The Tribune story on Sunday, Dec. 1, was a mess. It got her age wrong and quoted anonymous police sources "considering the possibility that the death was a suicide." Later in the story an identified detective called her death a murder and said, "The apartment was all torn up. There must've been a tremendous struggle."
Very little about the case would prove simple.
The second-day coverage, under the headline, "4 Face Quiz in Starlet's Slaying," focused on four male friends, including boyfriend Andrew Prine, and revealed that the autopsy showed she had been strangled. Prine said he had talked with her twice by phone on Wednesday, trying to patch up a "lovers' quarrel." Two of the men, who knew her through Prine, said they visited her apartment Wednesday evening and left when she turned in for the night.
Police then revealed that Prine and Kupcinet had been the target of anonymous death threats, the words written in letters cut out of magazines, as if in a pulp novel.
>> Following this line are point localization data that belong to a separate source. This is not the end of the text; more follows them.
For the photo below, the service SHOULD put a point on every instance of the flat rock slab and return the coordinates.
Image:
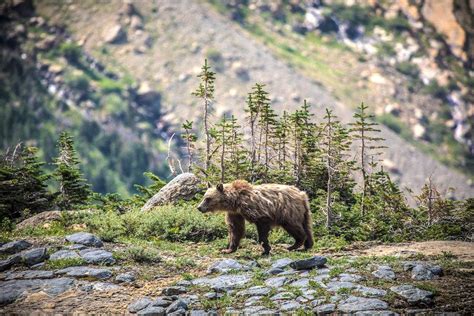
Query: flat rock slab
(384, 272)
(335, 286)
(412, 294)
(307, 264)
(276, 282)
(34, 256)
(14, 247)
(87, 239)
(223, 282)
(86, 272)
(325, 309)
(355, 304)
(139, 304)
(126, 277)
(255, 291)
(29, 274)
(226, 265)
(9, 262)
(182, 187)
(97, 256)
(281, 263)
(64, 254)
(12, 290)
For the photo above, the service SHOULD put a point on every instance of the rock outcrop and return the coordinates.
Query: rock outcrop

But even that didn't lead anywhere. Two days later, the Tribune reported that police found Kupcinet's fingerprints on the sticky side of a piece of tape used to make the threatening letters. She apparently had been sending the notes to herself and Prine with the hope it would bring them back together.
Because of its proximity to Kennedy's assassination, Kupcinet's death got wrapped up in one of the more far-fetched conspiracy theories that had her trying to warn officials that the president was in danger.
More than 1,500 people attended services at Temple Sholom on North Lake Shore Drive, including Gov. Otto Kerner and Mayor Richard J. Daley.
The eulogist described her as a beautiful person with a warm heart who "moved across the stage of life too quickly."